As Central Asia's most populous country, Uzbekistan is a key player in the region, and its authoritarian government has recently sparred with Moscow over a number of issues. But Karimov, who has governed his country with an iron fist since its independence in 1991, has a good chance of maintaining his strategy of balancing Russian and U.S. interests in the region, analysts said Monday.

"Nobody is interested in worsening relations, and [Karimov] will basically continue a multivector policy," said Alexander Malashenko, an analyst with the Carnegie Moscow Center.

Like Kyrgyzstan, Uzbekistan is viewed as a strategic asset both in Washington and in Moscow. In 2001, the United States opened an air base in Karshi-Khanabad in the south of the country to ensure supplies for its operations in Afghanistan. The Uzbek government shut the base in 2005 in the wake of Western criticism over a violent government crackdown on demonstrators in the town of Andijan.

But ties with the United States have improved significantly since then, and U.S. military dignitaries have been regular visitors in Tashkent, the Uzbek capital. The latest was Central Command chief General David Petraeus, who met with Karimov on April 6, the U.S. Embassy said on its web site.

Meanwhile, relations with Moscow have suffered as Karimov has snubbed some of the Kremlin's main regional cooperation projects. In 2008, Uzbekistan withdrew from the Eurasian Economic Community, a fledgling customs union between three Central Asian Nations, Belarus and Russia, shortly after the European Union lifted sanctions imposed in 2005 because of the Andijan crackdown.

Last year, Tashkent declined to join a new NATO-style rapid reaction force set up by the Collective Security Treaty Organization, a Moscow-led military alliance among former Soviet republics. Media reports suggested that Karimov was irked by Russian plans to build a second military base in Kyrgyzstan near Uzbekistan’s eastern border.

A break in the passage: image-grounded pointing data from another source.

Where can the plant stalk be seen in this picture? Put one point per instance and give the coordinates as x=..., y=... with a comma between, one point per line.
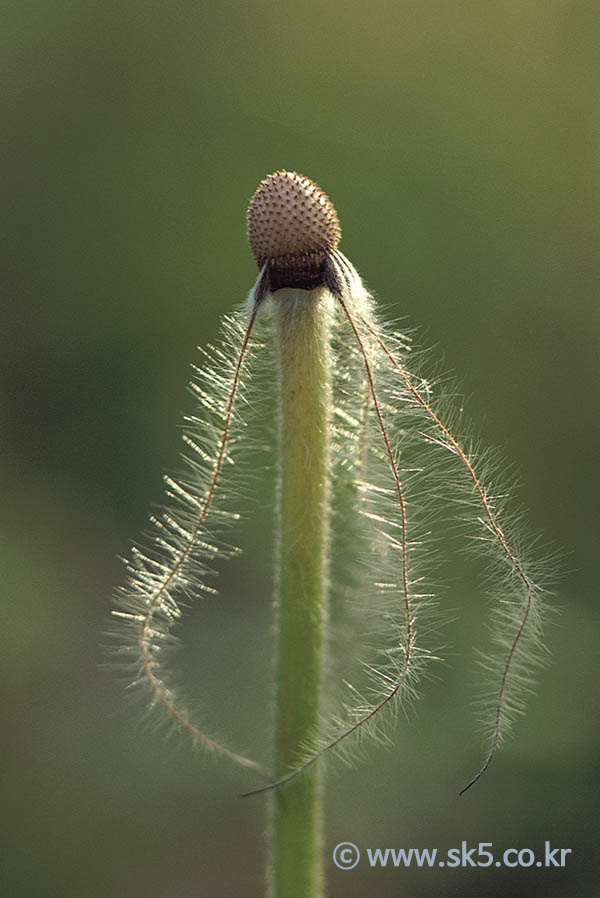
x=303, y=337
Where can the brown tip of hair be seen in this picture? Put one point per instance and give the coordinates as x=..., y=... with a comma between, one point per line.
x=290, y=216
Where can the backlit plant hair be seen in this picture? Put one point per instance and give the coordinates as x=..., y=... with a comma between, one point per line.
x=363, y=449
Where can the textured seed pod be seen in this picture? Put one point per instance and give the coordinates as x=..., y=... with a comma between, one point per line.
x=293, y=229
x=289, y=215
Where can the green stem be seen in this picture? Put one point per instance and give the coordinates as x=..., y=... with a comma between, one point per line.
x=303, y=336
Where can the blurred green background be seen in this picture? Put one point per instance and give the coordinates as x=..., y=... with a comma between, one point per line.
x=459, y=143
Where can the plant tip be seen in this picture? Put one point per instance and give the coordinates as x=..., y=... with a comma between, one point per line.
x=292, y=229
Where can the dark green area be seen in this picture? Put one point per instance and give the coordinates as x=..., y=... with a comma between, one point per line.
x=459, y=143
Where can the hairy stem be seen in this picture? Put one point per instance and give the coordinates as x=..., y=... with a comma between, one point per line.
x=303, y=336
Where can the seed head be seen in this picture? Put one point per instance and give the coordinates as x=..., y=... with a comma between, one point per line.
x=290, y=215
x=292, y=229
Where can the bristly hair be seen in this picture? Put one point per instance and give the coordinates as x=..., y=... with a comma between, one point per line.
x=176, y=561
x=393, y=453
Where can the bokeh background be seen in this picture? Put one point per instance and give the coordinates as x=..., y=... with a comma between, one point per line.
x=459, y=142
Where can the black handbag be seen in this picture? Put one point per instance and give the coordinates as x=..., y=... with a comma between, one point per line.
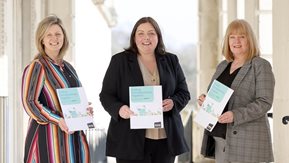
x=208, y=146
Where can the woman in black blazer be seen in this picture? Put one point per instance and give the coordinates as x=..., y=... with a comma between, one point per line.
x=144, y=63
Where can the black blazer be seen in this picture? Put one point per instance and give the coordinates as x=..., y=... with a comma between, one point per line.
x=124, y=71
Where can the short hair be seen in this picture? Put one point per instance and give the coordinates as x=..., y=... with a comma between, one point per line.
x=240, y=26
x=42, y=28
x=160, y=49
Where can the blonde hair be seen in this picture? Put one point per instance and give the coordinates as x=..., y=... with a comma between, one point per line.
x=242, y=27
x=42, y=28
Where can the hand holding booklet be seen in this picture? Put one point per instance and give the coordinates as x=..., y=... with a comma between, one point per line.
x=74, y=105
x=146, y=103
x=213, y=106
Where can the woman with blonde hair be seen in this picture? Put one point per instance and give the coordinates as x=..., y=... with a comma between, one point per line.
x=48, y=139
x=242, y=133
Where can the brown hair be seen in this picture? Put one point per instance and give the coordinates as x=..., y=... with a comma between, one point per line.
x=240, y=26
x=160, y=49
x=42, y=29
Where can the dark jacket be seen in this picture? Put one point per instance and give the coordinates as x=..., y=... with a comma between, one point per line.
x=124, y=71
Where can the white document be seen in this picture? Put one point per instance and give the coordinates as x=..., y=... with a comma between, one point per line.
x=146, y=103
x=74, y=103
x=213, y=106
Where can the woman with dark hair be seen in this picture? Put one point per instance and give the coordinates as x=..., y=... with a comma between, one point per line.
x=145, y=62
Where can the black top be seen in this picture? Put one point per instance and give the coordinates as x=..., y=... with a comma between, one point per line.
x=227, y=79
x=123, y=72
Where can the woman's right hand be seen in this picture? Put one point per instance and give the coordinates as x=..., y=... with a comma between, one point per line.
x=63, y=126
x=125, y=112
x=201, y=99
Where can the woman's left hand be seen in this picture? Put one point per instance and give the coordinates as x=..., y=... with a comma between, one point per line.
x=168, y=105
x=227, y=117
x=89, y=109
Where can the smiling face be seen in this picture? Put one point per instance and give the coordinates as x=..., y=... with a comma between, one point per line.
x=238, y=45
x=146, y=38
x=53, y=41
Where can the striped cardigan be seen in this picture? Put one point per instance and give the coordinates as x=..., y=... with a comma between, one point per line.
x=45, y=141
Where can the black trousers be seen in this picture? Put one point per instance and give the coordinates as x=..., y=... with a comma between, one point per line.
x=156, y=151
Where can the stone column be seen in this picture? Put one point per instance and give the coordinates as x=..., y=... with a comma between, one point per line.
x=207, y=58
x=281, y=66
x=64, y=9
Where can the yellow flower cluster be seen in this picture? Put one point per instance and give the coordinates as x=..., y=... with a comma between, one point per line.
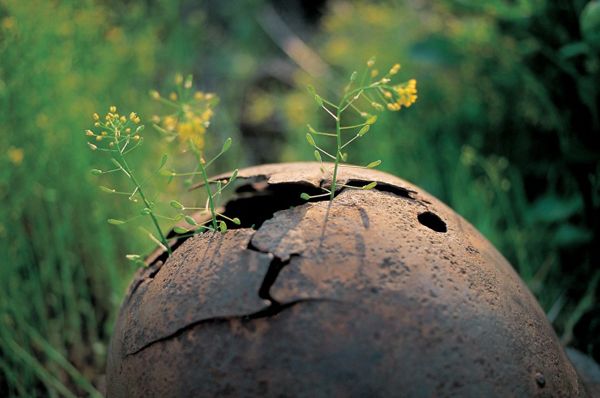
x=116, y=129
x=405, y=95
x=192, y=118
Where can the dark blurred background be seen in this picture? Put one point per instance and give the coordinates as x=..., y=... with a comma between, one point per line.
x=503, y=132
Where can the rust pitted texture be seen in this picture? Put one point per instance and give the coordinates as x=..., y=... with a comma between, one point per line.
x=395, y=295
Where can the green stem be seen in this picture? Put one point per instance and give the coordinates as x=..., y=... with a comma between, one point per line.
x=338, y=134
x=211, y=203
x=140, y=192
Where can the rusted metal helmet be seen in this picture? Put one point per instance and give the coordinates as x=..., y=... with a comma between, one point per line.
x=385, y=292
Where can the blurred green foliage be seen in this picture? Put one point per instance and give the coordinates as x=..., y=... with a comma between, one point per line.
x=505, y=131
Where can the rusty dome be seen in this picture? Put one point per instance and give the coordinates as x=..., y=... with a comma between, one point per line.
x=396, y=295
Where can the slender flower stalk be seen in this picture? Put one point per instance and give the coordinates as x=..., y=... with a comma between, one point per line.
x=367, y=94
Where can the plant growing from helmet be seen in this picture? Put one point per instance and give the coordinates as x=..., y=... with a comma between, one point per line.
x=189, y=117
x=363, y=98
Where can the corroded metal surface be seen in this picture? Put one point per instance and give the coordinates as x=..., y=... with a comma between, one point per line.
x=396, y=295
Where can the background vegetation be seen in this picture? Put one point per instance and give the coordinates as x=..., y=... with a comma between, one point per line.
x=503, y=132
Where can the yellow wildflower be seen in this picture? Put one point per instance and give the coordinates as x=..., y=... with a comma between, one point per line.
x=406, y=95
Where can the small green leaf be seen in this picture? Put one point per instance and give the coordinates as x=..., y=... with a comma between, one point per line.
x=180, y=230
x=227, y=145
x=318, y=156
x=233, y=176
x=106, y=189
x=163, y=161
x=372, y=119
x=190, y=220
x=319, y=100
x=176, y=205
x=374, y=164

In the wake of this month's Kyrgyz revolution, Russian government officials have lobbied for the closing of the U.S. air base in Manas, near the Kyrgyz capital, Bishkek. Analysts have suggested that Kurmanbek Bakiyev, Kyrgyzstan's ousted president, lost Kremlin support last year after prolonging the rental agreement for the United States in Manas despite his earlier promises to close it.

Uzbek state-controlled media were largely silent as the revolt unfolded in Kyrgyzstan on April 6.

Russia was the first country to recognize the new Kyrgyz leadership immediately following Bakiyev's ouster on April 8.

Four protesters gathered at Moscow's Novokuznyetskaya metro station on Monday to demand that Karimov be ousted like Bakiyev. They held signs reading, "Bakiyev Today, Karimov Tomorrow" and "No to Repression in Uzbekistan."

But Karimov need not fear that Moscow will turn against the entrenched leader, said Azhdar Kurtov, an analyst with the Russian Institute of Strategic Studies.

"Uzbekistan wants Moscow to support its position. That will be the most important point on Karimov's agenda," Kurtov added.

He said the Uzbek government has long sparred with Bakiyev over controversial hydropower projects in Kyrgyzstan. Downstream Uzbekistan, as well as Turkmenistan and Kazakhstan, are concerned that the planned dams will block water that they need for irrigation during the summer.

Moscow has angered Tashkent by promising financial aid to help construct the Kambarata dam on the Naryn River.